BYD: Supplier Payment Terms Among Lowest in Auto Industry, Further Reduction Expected This Year

BYD reported record first-half 2025 revenue of ¥371.3 billion, surpassing Tesla for the first time. The company emphasized strengthening industry collaboration through proactive coordination, optimizing payment terms, and fostering a mutually beneficial ecosystem for stakeholders. BYD highlighted its already low DPO and further reductions compared to 2024, prioritizing prompt supplier payments. This follows a commitment by BYD and other Chinese automakers to limit payment terms to 60 days, addressing concerns about supply chain pressures and promoting sustainable industry growth.

BYD has announced record-breaking revenue for the first half of 2025, reporting ¥371.3 billion, according to a report released August 30th. This marks the first time the Chinese automaker’s half-year revenue has surpassed that of Tesla, signaling a potential shift in the global electric vehicle landscape.

The report highlighted BYD’s commitment to strengthening collaboration across the entire industry value chain. It emphasized proactive coordination across departments and functions to optimize payment terms and channel management. BYD frames these efforts as fostering a mutually beneficial ecosystem for suppliers, distributors, and other stakeholders.

Notably, BYD underscored that its days payable outstanding (DPO) – a key metric reflecting the average time it takes to pay its suppliers – is already at a relatively low level within the automotive industry. The company stated that it has further reduced its DPO compared to the same period in 2024. This suggests BYD is prioritizing prompt payments to its suppliers, a practice they portray as essential for driving industry stability and sustainable growth.

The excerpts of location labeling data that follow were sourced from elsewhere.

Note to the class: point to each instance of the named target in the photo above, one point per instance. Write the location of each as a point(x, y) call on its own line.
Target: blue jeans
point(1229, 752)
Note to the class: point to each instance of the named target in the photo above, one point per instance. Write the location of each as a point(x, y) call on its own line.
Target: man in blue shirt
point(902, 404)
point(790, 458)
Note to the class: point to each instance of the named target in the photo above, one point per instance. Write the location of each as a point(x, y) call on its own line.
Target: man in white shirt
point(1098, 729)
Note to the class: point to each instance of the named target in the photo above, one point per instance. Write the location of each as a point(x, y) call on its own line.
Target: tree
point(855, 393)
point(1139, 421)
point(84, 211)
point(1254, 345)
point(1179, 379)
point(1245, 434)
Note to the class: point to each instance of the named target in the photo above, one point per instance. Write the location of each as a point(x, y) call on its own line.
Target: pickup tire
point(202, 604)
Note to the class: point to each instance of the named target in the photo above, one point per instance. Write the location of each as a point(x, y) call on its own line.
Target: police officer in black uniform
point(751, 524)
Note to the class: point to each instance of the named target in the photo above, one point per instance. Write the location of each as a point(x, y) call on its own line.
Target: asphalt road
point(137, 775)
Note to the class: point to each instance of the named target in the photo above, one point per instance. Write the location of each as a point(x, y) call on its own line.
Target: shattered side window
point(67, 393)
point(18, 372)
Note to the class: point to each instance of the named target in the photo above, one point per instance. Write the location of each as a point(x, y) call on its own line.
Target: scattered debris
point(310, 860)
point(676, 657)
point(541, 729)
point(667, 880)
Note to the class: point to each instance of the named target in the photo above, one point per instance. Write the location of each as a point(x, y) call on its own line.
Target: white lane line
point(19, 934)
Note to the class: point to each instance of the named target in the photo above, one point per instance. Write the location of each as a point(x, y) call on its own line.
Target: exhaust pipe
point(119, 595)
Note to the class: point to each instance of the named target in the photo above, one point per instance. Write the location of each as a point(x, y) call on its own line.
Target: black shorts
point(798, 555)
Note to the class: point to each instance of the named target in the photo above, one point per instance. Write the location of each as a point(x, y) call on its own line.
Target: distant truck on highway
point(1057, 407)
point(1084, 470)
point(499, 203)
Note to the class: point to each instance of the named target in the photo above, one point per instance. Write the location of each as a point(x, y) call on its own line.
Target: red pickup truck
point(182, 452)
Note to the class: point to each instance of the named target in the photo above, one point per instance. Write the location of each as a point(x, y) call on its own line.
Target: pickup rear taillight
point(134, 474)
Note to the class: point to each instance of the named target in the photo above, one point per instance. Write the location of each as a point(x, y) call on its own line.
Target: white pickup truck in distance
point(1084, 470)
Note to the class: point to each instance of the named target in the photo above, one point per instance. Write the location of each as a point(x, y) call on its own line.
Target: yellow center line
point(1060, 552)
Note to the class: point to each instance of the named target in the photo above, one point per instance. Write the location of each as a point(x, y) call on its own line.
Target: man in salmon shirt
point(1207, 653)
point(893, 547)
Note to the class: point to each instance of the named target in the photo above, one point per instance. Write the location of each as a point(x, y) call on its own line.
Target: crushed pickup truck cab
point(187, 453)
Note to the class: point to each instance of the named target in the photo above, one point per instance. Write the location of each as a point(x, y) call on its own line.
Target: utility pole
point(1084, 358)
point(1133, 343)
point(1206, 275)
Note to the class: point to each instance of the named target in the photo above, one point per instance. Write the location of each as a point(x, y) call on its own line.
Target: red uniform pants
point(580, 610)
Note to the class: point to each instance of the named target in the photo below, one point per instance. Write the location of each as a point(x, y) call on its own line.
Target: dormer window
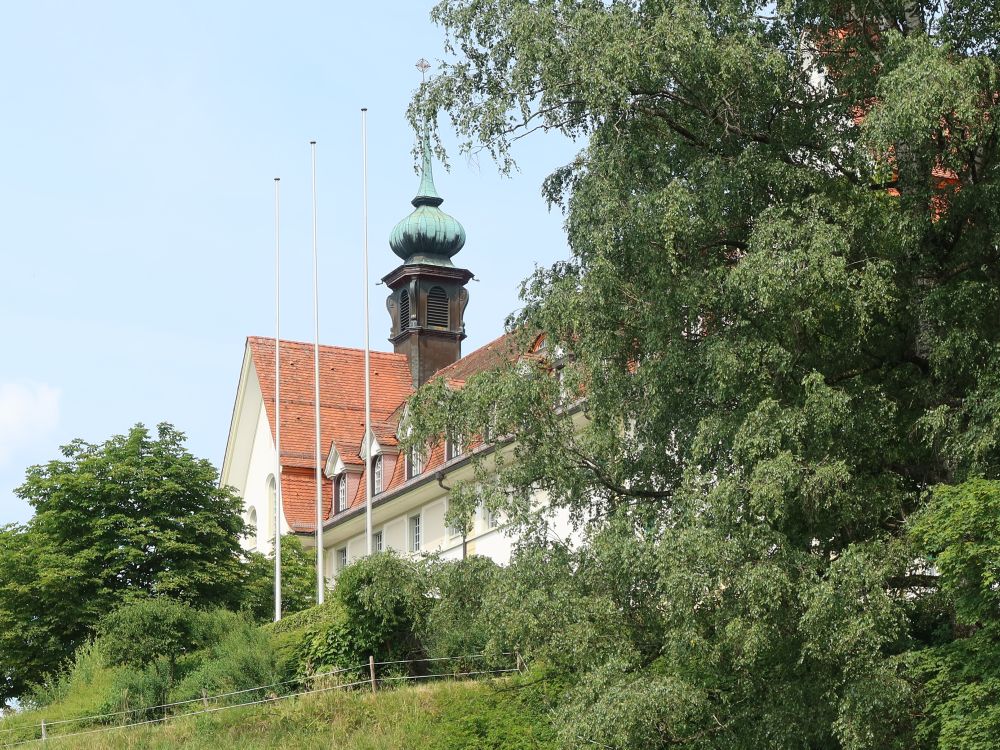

This announcement comes on the heels of a June 2025 commitment by BYD and 16 other leading Chinese automakers to adhere to a “no more than 60-day” payment term for suppliers.

This move is seen as a direct response to increasing competitive pressures within the burgeoning EV market. As competition intensifies, the strain has trickled down the supply chain. Concerns have risen about extended payment terms to suppliers, leading to potential cash flow difficulties and hindering innovation and long-term sustainability.

The voluntary promise by automakers to limit payment terms is a significant step towards building a collaborative “vehicle-component” ecosystem that fosters joint development and promotes the healthy, sustainable growth of the automotive industry.